Spanos praised his team’s determination and the fact that they did not quit on Turner when they were 4-7. Asked whether he was disappointed the Chargers hadn’t played like this when it counted last week against Detroit (they trailed 24-0 at halftime), Spanos said: “Sure, who wouldn’t be?”
Then he noted how close the Chargers were to making the playoffs. “If not for a bad snap (that cost the Chargers a victory in KC on Halloween) or (Chicago running back) Marion Barber stays in bounds (in a Dec. 11 game the Bears lost in OT to Denver) and the whole world changes.”
But there is plenty of company in the AFC Woulda-Shoulda-Coulda Division. If the Chiefs had beaten the Raiders in overtime last week, they would be going to the playoffs.
So every team has a to-do list for the offseason. Though it was rarely an issue Sunday, the Raiders set NFL records for penalties this season — a dubious mark even by their standards. It is something Jackson said “absolutely” must be cleaned up.

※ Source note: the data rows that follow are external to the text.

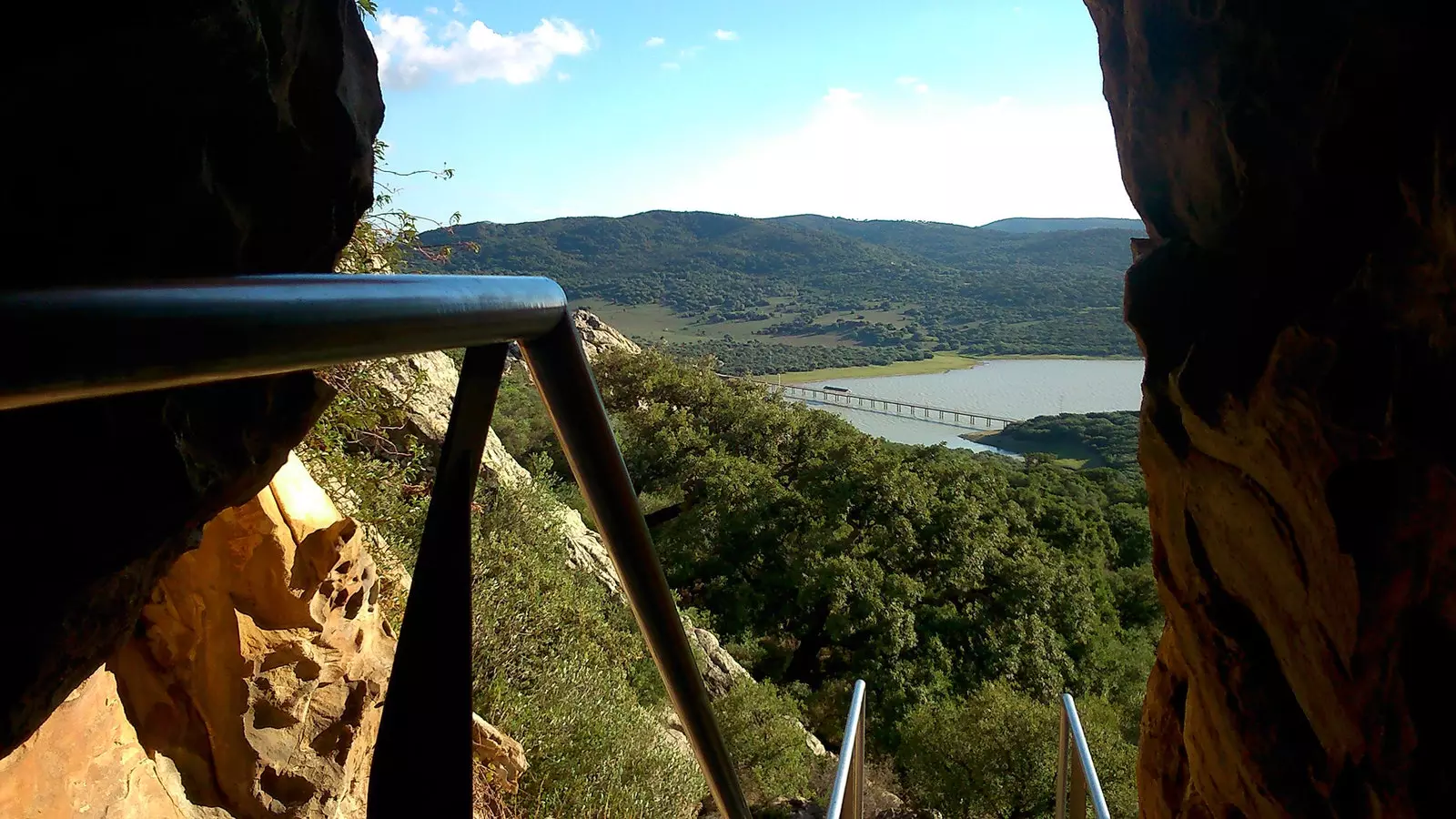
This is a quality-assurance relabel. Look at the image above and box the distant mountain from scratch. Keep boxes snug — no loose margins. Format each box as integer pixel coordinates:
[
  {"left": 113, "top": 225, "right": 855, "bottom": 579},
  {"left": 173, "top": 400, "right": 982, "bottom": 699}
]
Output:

“I’m not making no more excuses for nobody,” Jackson promised. “I know one thing: This team needs an attitude adjustment. What I mean by that is that the killer instinct has got to exist here. This feeling that I have has been there all year.
“I’ve got to fix it. It starts with me and I’ve got to fix it. I’m pissed. It will wear on me for quite a while, but obviously it’s going to push me into the next season to make sure everybody understands — because this is going to burn in me for a long time — to make everybody understand what it takes to win consistently in this league. I’m tired of hearing we don’t have good enough players. We have good enough players. Some of these good enough players have to start playing good.”
Jackson was simply airing an inconvenient truth about the Raiders — that until the culture changes, they’ll never win.
Not that there is any news there, but such outbursts within the organization would never have been tolerated with Davis. When Bill Callahan called the Raiders the dumbest team in America, the year after he took them to the Super Bowl, it all but assured he would be fired at the end of the year.
But with Davis gone, who might hold Jackson accountable? The team’s football operations — and who knows what else — remain concentrated in the hands of Jackson. He swung the deal for Carson Palmer, giving two high picks, including a first-rounder in 2012, to Cincinnati for the type of big-armed, defense-stretching quarterback that Davis had always coveted.
“There ain’t no way that I’m going to feel like I do a year from now. I promise you that. No question,” Jackson said. “Defensively, offensively and special teams; I ain’t feeling this way no more. This is a joke. To have a chance at home to beat a football team that is reeling after being beaten in Detroit who’s one of your rivals, and they come in here and beat us like that? Yeah, I’m going to take a hand in everything that goes on around here.”
The determination in Jackson’s voice blew through the room, not unlike the winds of change.